Paper Profit and Paper Loss Explained: Definition and Mechanism
Paper profit or loss refers to the unrealized capital gain or loss on an investment, representing the gap between the original purchase price and the current market value.
Gordon Scott has over two decades of experience as an investor and technical analyst. He holds the Chartered Market Technician (CMT) designation.
What Does Paper Profit (or Paper Loss) Mean?
A paper profit or loss represents an unrealized capital gain or loss on an investment. For a long position, it is the difference between the current market price and the purchase price.
In the case of a short position, it is the difference between the price at which the asset was sold short and its current price. These gains or losses remain on paper until the investment is closed, at which point they become realized and translate into actual monetary profit or loss.
Key Points to Remember
Paper profits and losses reflect temporary changes in investment value.
Also called unrealized gains or losses, these fluctuate while investment positions remain open.
They are important for accounting and tax reporting purposes.

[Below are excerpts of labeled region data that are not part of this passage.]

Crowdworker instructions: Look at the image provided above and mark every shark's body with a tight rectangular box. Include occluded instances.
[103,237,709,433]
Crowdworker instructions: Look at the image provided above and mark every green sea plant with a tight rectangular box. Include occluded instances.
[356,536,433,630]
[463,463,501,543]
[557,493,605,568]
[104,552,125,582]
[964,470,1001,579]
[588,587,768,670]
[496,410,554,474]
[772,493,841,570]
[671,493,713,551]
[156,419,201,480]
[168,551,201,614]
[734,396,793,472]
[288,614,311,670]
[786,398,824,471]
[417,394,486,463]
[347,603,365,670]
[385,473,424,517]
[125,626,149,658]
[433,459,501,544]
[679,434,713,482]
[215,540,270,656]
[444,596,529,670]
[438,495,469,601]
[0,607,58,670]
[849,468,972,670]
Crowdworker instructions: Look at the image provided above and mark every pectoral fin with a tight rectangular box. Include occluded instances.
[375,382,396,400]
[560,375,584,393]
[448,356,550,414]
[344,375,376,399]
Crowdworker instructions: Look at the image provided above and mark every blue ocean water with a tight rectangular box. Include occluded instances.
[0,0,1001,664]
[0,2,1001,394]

Delving Deeper into Paper Profits and Losses
Paper profits and losses are synonymous with unrealized gains and losses. They exist only as entries in an investor’s or entity’s financial records until the positions are liquidated and converted into real cash. Sometimes, these figures are influenced by accounting methods such as mark-to-market (MTM) valuation, which affect portfolio valuations, mutual fund NAVs, and tax calculations.

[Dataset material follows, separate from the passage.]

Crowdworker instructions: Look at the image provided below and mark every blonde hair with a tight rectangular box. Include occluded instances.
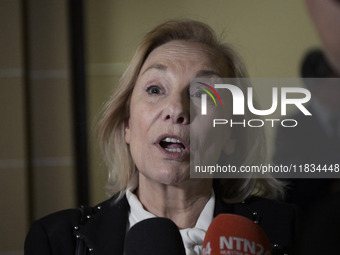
[98,20,282,202]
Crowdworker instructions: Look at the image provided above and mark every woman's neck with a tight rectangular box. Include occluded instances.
[136,175,212,229]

Investors often retain paper profits, anticipating further appreciation of the asset’s value. Additionally, they may delay realizing gains to defer tax liabilities or convert short-term gains into long-term gains for favorable tax treatment.
Conversely, investors might hold onto paper losses with the hope of a market rebound to recover their losses, while also considering the tax implications before deciding to realize those losses.

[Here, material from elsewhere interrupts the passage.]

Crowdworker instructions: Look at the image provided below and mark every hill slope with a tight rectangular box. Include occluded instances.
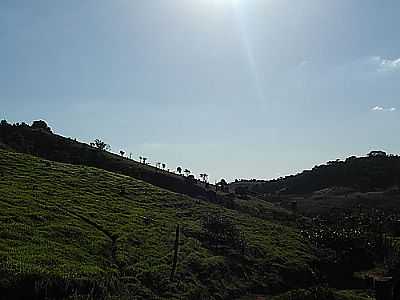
[0,150,315,299]
[231,151,400,194]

Distinguishing Between Paper and Realized Profits
It’s common for investors to rationalize poor investment choices based on paper gains or losses. Consider these scenarios:
- Investors often believe they haven’t lost money on a declining asset as long as they haven’t sold it. However, a 25% unrealized loss means a 33.3% gain is needed just to break even, and mounting paper losses reduce the likelihood of recovery.
- During the dot-com era, many "paper millionaires" emerged through employee stock options that couldn’t be sold immediately, leading to financial ruin after the market crash.
- When investors see a stock rise sharply, they may become overconfident and ignore warning signs, holding on too long as prices fall and their paper profits vanish, missing the opportunity to secure gains.